Upon closer examination, we discovered that Attention often highlighted "special tokens" as highly important for its predictions. These special tokens include things like punctuation marks, spaces, and artifacts from the text encoding process. These tokens don't carry significant meaning for humans trying to understand the reasoning behind a medical code assignment. In fact, we showed that special tokens accounted for only 5.8% of the tokens within the human-annotated evidence spans.
This reliance on special tokens by Attention explains the high inter-seed variance. The figure below shows the relationship between the proportion of special tokens among the top five most important tokens and the F1 score (representing plausibility). Each point on the plot represents the average statistic for a single run of the model training.
For both Attention and AttInGrad, there is a strong negative correlation between the proportion of special tokens and both F1 score and Comprehensiveness. This means that as the explanations rely more heavily on special tokens, their quality decreases.
InputXGrad, in contrast to Attention, demonstrates much lower variance across runs and focuses more consistently on meaningful words. By incorporating InputXGrad, AttInGrad benefits from this more stable behavior and reduces the influence of these misleading special tokens. AttInGrad is essentially using InputXGrad to reduce its reliance on special tokens, thereby improving its performance.
Findings after the paper submission
It’s been 3.5 months since we submitted the paper. Since then, we have learned a lot. Here are our main realizations:
Gradient-based methods are terrible. I cover this in this blog post.
Cross-attention (also called label-wise attention) was key to the good performance of Attention and AttInGrad. We later found that these methods produced poor explanations for architectures with multi-head attention and skip connections in the final layer. I will discuss this in a later blog post.

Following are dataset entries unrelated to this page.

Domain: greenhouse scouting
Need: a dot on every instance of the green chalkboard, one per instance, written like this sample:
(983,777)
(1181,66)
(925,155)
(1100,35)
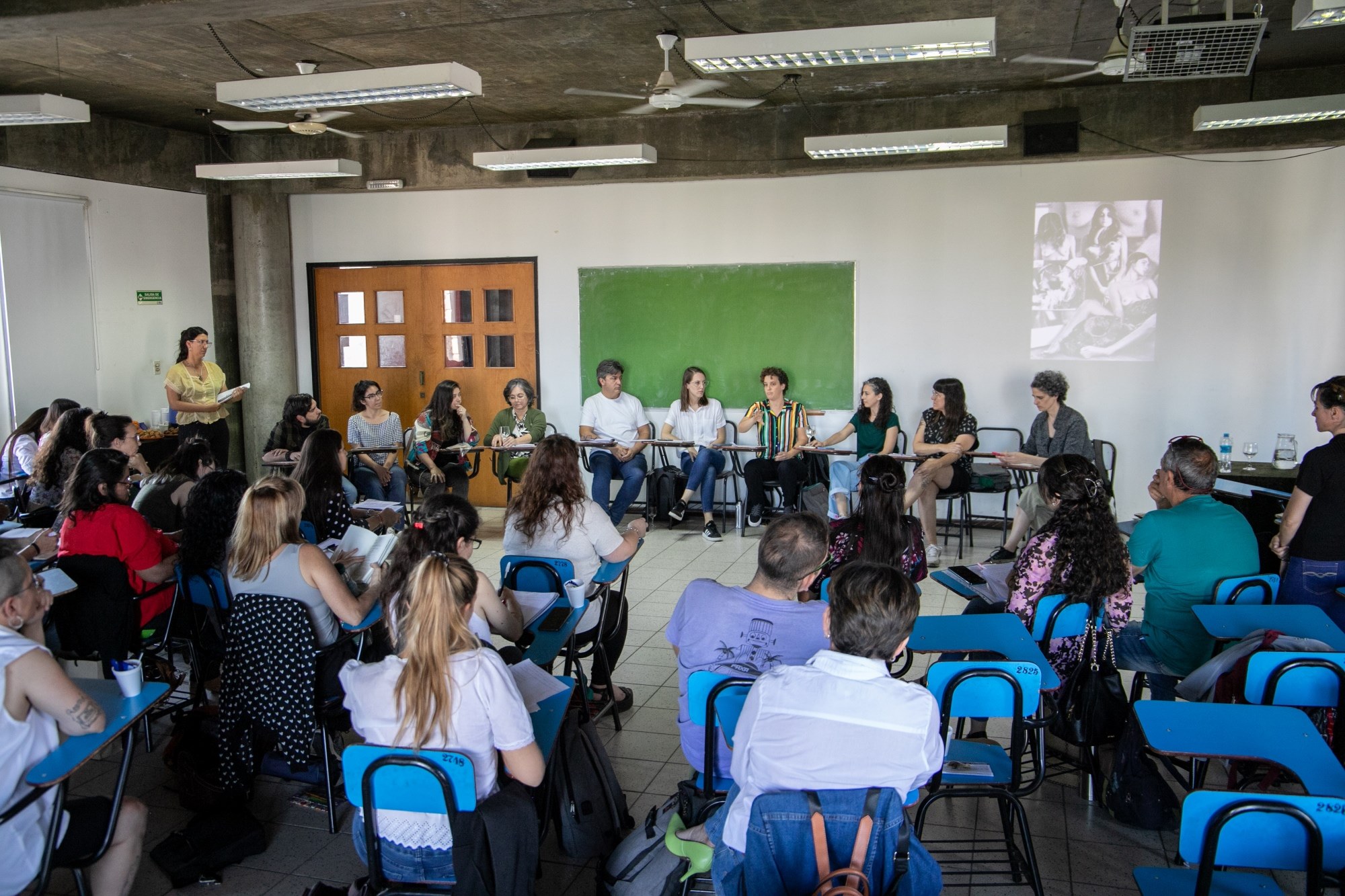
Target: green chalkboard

DecompX achieved impressive results in our recent paper on the sentiment classification class. I evaluated it for automated medical coding and found it to perform similarly to Attention.
Conclusion
Our research demonstrates that it's possible to produce high-quality explanations for automated medical coding without relying on expensive annotated datasets. By improving both the explanation method and the model's robustness, we've taken a significant step toward making automated medical coding more transparent and trustworthy.
I will present the paper at EMNLP 2024 in Miami; I hope to see you there!